The jinx on building a unified Personal Content Store. And why Google will break it. (Part 2)

August 19th, 2008

This is the second part of a post on building a unified personal content store. You can find the context for this post in the first part.

It’s been well established that successful software development depends on three core principles – focus on delivering concrete value to users, focus on having a coherent technical architecture and focus on building incrementally. These principles have been offered up as part of rigorous processes as well as in the form of simple practical advice.

What is striking about all the attempts to build the unified personal store has been the almost exclusive focus on technical architecture. A classic case of architecture astronauts running wild! The other two pillars were given short shrift!

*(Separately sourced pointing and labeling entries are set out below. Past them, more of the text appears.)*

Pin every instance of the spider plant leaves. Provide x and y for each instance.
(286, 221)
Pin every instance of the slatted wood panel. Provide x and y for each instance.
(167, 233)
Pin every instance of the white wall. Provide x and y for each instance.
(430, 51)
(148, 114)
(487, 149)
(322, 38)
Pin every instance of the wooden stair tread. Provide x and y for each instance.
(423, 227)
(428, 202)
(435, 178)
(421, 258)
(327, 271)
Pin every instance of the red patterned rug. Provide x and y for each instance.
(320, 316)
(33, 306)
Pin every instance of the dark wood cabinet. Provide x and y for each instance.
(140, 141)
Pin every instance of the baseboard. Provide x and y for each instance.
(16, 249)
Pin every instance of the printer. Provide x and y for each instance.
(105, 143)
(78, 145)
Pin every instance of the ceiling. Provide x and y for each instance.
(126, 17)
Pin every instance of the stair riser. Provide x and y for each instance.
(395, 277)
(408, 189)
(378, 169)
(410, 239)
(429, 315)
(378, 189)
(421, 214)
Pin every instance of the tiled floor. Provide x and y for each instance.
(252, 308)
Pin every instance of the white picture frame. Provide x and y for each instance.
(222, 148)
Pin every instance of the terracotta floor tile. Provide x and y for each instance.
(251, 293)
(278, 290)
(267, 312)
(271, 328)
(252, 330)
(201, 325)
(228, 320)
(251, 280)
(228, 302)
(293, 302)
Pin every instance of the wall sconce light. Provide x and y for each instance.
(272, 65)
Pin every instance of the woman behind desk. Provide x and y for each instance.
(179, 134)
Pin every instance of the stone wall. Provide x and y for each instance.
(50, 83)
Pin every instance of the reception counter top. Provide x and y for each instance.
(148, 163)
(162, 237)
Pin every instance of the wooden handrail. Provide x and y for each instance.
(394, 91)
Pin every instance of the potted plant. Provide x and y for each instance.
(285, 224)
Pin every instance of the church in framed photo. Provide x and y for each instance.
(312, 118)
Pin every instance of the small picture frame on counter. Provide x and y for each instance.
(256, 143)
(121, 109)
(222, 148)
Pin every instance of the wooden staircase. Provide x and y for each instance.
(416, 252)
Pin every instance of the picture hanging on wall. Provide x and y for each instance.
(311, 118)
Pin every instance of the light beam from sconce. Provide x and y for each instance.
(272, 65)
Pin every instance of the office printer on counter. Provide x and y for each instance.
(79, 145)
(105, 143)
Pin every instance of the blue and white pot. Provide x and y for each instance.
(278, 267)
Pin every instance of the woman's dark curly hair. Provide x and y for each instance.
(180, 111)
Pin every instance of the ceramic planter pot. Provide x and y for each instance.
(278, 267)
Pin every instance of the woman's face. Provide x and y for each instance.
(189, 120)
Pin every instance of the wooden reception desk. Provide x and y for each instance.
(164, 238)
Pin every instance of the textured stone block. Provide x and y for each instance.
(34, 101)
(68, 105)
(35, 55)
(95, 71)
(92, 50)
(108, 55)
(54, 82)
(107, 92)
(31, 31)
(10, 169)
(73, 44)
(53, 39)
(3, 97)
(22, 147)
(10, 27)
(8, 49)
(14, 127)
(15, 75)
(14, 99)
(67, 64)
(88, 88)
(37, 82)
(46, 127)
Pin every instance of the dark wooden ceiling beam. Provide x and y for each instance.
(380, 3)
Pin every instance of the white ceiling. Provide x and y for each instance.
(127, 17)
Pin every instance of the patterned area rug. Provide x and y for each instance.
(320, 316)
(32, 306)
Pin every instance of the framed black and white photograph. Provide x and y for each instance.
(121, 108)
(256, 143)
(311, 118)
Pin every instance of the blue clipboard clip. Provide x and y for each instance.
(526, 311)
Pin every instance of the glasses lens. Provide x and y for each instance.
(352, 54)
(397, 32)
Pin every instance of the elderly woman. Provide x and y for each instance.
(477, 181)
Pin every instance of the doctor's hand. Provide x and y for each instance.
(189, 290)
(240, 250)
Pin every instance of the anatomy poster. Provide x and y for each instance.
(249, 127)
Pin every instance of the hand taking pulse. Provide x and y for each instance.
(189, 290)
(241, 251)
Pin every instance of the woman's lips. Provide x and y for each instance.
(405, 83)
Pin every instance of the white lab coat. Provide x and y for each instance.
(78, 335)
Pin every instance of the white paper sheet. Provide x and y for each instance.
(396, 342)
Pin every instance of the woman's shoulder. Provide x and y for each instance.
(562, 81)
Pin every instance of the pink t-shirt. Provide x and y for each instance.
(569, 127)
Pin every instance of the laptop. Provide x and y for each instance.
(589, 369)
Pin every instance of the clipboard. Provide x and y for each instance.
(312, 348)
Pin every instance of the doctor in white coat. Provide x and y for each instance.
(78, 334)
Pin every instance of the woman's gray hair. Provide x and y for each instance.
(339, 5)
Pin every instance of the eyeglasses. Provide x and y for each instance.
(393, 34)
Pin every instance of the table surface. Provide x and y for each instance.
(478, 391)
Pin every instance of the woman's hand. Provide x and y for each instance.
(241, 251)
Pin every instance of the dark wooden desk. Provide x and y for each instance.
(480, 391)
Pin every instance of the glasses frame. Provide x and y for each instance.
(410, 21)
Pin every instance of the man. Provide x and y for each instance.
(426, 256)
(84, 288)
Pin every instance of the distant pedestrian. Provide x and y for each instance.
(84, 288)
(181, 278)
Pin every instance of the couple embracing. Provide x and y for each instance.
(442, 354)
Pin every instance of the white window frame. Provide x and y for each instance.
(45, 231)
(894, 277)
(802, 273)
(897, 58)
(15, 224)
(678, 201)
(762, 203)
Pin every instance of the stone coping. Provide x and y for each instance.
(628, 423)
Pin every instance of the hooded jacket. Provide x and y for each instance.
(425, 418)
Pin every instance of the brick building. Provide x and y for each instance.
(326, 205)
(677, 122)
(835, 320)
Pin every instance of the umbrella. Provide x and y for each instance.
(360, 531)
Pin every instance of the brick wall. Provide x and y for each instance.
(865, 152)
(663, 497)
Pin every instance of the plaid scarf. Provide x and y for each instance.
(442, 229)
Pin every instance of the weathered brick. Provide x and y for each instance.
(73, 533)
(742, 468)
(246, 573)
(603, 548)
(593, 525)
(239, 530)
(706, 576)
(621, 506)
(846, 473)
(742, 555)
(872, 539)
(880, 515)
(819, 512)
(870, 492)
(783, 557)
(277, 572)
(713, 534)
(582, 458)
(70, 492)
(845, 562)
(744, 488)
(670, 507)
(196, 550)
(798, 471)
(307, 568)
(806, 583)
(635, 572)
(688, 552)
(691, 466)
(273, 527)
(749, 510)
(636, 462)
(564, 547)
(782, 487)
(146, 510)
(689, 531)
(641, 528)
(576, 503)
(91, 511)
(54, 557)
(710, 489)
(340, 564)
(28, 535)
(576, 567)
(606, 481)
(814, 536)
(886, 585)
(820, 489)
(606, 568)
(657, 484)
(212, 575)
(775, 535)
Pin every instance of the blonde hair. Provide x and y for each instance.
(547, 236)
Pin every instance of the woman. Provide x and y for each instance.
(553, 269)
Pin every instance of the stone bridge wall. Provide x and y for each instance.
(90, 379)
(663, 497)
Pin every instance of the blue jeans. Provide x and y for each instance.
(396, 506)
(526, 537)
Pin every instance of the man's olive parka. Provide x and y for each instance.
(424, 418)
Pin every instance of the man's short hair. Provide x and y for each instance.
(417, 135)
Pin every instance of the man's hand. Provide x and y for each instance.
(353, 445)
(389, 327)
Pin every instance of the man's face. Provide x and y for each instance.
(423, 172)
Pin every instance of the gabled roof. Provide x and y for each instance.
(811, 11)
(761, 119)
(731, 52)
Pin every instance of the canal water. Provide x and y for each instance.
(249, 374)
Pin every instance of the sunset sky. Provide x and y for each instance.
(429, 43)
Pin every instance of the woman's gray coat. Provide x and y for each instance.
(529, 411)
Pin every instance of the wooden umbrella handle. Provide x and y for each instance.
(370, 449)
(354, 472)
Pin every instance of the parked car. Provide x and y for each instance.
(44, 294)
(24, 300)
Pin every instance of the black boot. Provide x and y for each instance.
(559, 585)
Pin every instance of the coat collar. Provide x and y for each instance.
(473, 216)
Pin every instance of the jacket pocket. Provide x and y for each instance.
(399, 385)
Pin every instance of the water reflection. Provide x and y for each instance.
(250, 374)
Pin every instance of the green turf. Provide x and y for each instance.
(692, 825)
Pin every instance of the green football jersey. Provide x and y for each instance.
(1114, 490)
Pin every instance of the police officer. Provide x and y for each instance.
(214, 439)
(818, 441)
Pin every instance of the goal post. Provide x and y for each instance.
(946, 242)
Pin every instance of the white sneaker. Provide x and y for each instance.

1. Delivering concrete value - The focus was on satisfying a abstract and generic requirement instead of meeting specific (and lucrative) requirements to start with. Even after many years Picorp and Chandler were able to only demonstrate trivial usage scenario’s.

2. Building Incrementally – The focus was on creating a mature and generic technical architecture as opposed to incrementally refining the architecture over multiple releases . This also ensured that there was very little user feedback and business validation.

In a lot of ways, Microsoft was uniquely positioned to deliver on this vision of a unified store – I did write about this a couple of years back. However, looking at it today, its clear that it is in fact a company like Google that is ideally poised to overcome the issues identified earlier.

1. Delivering concrete value is easier when there is a large portfolio of apps. Google can focus on offering up small integrations among a few of its applications. Notice the seamlessness with which google docs comes together with google mail and calendar.
2. Building incrementally is easier when you operate out of the cloud. Google is not bound by traditional software release cycles. It can push features and get feedback and get validation within a period of weeks!
3. And building a generic architecture is easier when you have access to top talent! Google has the technical capability to incrementally transform the underlying architecture into something more generic and allow others to plug into it’s unified store. Having a high profile ensures that there is quick buy-in by external developers.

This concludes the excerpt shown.